For those of us who live in an area where daylight savings is a thing, we are now in the throes of an arbitrary shifting of the hours, ostensibly to give us more daylight? it doesn’t work, and I think we collectively know this is a stupid thing that we do. In the global north, days are waning, and no matter how you hack up our time, darkness is consuming us for the next several months until we, again, make believe that we can alter how much sunlight happens in 24 hours in March. There is a positive aspect to this silly inconvenience, and that is the ability to spend more time with the moon and the stars.
For an anonymous, one man black metal project ISLEPTONTHEMOON keeps a bold claim for his attachment to space in name alone. Unless ‘slept’ is the colloquial definition of ‘didn’t pay attention to,’ but if you are going to confess to the stars about your misfortune, getting off Earth would be a good start, followed by a nice rest. I digress, ISLEPTONTHEMOON is a fantastic project that merges depressive-suicidal black metal with blackgaze and slowcore. Formed in 2016, the project has two full-length albums and an EP under their asteroid belt that get progressively more lush and complex with each new release, exploring deeper textures and improved songwriting with each new release.
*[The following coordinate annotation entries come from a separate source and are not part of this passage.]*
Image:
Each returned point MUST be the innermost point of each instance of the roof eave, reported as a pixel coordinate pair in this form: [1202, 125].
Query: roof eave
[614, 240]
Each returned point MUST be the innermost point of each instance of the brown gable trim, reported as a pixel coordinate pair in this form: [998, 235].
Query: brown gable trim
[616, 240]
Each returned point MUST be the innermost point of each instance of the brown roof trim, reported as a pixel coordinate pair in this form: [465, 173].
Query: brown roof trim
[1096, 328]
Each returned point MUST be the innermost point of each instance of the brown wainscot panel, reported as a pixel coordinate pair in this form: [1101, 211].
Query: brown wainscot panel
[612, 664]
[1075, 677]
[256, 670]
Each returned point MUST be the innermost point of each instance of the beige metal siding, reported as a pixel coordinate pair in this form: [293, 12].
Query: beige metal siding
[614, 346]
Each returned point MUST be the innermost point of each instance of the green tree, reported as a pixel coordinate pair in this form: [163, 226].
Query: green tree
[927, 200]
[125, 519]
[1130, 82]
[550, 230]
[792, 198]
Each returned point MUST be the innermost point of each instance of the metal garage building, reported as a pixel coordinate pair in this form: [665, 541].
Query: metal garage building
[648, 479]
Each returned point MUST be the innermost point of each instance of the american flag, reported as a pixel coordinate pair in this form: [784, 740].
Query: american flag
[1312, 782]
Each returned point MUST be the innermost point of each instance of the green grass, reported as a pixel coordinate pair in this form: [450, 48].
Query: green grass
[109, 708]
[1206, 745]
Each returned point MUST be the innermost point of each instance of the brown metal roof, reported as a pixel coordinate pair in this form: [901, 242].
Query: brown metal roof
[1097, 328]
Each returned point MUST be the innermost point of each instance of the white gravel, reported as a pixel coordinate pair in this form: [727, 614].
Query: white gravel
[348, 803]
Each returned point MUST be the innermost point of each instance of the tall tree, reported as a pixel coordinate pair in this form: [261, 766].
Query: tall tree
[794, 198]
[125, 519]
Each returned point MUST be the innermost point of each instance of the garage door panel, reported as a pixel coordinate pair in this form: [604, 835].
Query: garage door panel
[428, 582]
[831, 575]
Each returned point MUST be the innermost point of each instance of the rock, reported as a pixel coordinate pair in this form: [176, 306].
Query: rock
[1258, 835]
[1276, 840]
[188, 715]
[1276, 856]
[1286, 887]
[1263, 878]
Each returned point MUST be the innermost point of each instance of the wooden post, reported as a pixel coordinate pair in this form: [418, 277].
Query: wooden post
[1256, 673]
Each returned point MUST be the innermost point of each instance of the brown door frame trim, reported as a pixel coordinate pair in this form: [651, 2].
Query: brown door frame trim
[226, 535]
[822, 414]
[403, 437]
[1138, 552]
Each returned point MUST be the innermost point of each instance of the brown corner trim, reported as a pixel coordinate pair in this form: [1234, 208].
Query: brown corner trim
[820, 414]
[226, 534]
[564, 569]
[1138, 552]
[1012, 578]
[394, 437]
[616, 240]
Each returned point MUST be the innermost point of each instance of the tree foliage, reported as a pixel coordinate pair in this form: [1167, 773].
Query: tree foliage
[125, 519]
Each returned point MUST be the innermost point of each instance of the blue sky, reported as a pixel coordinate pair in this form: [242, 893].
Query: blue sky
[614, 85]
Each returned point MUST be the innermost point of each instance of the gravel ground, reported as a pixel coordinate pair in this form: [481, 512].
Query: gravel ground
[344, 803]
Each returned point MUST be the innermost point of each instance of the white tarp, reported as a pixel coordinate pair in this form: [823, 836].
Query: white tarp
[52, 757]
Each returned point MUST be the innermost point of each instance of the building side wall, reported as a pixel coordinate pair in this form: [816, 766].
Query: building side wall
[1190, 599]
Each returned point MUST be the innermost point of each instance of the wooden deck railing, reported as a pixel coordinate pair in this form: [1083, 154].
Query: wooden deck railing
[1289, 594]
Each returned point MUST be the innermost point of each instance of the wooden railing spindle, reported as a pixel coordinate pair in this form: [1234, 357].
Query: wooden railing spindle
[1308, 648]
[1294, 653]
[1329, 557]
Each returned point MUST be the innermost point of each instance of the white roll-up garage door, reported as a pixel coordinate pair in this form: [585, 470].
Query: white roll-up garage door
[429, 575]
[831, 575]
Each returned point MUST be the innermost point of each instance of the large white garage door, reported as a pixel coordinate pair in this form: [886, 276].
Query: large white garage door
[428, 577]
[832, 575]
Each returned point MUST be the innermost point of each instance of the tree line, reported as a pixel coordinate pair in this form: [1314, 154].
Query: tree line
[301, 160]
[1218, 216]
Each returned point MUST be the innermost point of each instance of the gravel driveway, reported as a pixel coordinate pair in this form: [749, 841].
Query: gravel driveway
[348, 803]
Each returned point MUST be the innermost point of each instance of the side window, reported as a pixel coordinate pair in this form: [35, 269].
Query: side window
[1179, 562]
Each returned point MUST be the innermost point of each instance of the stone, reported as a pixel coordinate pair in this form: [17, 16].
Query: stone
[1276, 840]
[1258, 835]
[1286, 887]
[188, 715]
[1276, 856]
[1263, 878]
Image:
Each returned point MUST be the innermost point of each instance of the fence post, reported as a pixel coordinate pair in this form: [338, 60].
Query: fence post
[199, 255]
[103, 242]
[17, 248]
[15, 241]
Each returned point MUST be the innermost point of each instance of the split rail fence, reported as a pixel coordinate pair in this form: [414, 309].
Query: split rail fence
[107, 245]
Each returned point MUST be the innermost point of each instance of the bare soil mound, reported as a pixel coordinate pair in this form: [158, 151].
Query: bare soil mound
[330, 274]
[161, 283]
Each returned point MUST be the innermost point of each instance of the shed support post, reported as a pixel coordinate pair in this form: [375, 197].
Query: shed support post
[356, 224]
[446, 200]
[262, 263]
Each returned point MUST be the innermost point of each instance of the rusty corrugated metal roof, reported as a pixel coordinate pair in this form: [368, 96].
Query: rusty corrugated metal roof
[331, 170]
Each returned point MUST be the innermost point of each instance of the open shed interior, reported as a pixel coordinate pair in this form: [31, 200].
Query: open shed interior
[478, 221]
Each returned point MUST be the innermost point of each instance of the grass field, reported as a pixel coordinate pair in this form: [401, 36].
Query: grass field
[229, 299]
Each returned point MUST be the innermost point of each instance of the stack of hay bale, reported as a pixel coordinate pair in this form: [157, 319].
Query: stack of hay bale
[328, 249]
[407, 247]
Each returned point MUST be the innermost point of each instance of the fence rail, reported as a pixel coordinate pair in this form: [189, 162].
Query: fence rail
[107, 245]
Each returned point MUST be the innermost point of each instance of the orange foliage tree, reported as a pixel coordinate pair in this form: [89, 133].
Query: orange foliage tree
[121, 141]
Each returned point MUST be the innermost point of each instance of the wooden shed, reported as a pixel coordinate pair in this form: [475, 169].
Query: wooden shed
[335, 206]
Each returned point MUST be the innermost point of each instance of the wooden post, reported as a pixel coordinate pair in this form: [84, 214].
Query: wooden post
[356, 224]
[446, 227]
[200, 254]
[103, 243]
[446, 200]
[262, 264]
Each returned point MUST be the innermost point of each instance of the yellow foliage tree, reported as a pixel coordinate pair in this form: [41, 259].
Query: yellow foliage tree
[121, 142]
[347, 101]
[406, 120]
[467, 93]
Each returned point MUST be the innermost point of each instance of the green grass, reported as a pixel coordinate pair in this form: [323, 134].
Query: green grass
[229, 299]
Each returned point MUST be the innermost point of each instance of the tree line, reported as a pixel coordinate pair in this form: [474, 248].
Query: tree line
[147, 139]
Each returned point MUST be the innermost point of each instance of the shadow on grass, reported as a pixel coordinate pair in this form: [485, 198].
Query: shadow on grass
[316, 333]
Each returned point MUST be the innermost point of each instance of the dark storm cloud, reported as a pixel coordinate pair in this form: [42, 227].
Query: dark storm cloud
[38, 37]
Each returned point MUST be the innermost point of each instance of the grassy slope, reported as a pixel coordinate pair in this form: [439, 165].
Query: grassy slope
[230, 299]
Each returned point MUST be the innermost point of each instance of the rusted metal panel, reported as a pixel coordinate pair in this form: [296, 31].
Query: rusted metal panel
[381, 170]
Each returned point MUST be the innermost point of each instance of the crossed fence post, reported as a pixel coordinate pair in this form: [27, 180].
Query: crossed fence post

Only The Stars Know Of My Misfortune is the project’s first release on Bindrune Recordings, a label that has become a safe harbor for dark and heavy music, often rooted in pastoral themes and atmospheric sounds whose past and present roster include greats such as Panopticon, Falls Of Rauros, Obsequiae, Nechochwen, and Exulansis among others. The album is a big step forward for ISLEPTONTHEMOON and another home run for Bindrune.
Opener, “Safety”, draws you in with gently strummed guitar, piano, and strings with vocals that are reminiscent of Dan Barrett (Have A Nice Life, Giles Corey, Black Wing) until the black metal shrieks descend from the blackness of the cosmos in a beautiful flurry of blast beats, tremolo guitar work, and ascending leads. There is a gorgeous air about this album that really makes me question the self-ascribed DSBM label. There is a lot of emotion and the themes of trauma and depression, and of course the anger of black metal, but there is a sublime ecstasy in the delivery of these tracks, raw emotion expressed through the music and vocals that is as alluring as anything Envy or Mono have ever done.
On “Maybe I Don’t Know It Yet, But Good Things Are Coming Soon” the warm sadness of nostalgia playing with the singer’s brother as a child is a deeply affecting track, the hushed tones of the melodic, sad folk that makes up the majority of the track lure you into an Epsom salt bath for your brain, tugging at your heart with descriptions of playing in leaves and with sticks and rocks. When the heavy part hits, the catharsis is a powerful reaction to the ravages of time and estrangement from childhood’s innocence when brotherhood wasn’t challenged by the myriad ways adulthood can strangle those kinds of relationships.
Heavier tracks like “Dimming Light” and “I Belong To The Void” blend the disparate sounds of black metal vs everything else a little more seamlessly, giving intoxicating emotional depth to black metal. While bands like Alcest, Deafheaven, and others in that vein have been doing this for years, rarely has it been done with the level of gravitas and effectiveness that ISLEPTONTHEMOON is able to do, here. Those blackgaze legacy acts have taken their art to a more performative level, reaching great heights, but feeling a little more clinical in their output. Only The Stars Know Of My Misfortune feels raw in its presentation. One person, hidden in the dark night, baring their emotions with such authenticity that it is impossible not to feel something while listening.
“Keep Hidden” plays us out as we enter the long night of winter with gentle piano and swelling strings, narrating the feeling of keeping true feelings a secret from a loved one. ‘I’ll keep hidden from you/like I know to do/when the sky turns black and we stare at the blood red mood,’ they sing, shrouding their masking in the cold winter night. This song, this whole album, is one to carry with you as we trudge into the black, cold winter and deal with all of the joys and sadness of the holiday season. As much as I try to hold on to my own authenticity, I know that I mask my true self around different people, biting my tongue for the sake of family, co-workers, strangers, etc. While I may never dream on the moon, I can imagine this as the soundtrack to witnessing the relative smallness of our world laying on cold rock, finding comfort in the silence of space as my eyes close and consciousness drifts away, a solitude that welcomes confessions of my closest held feelings.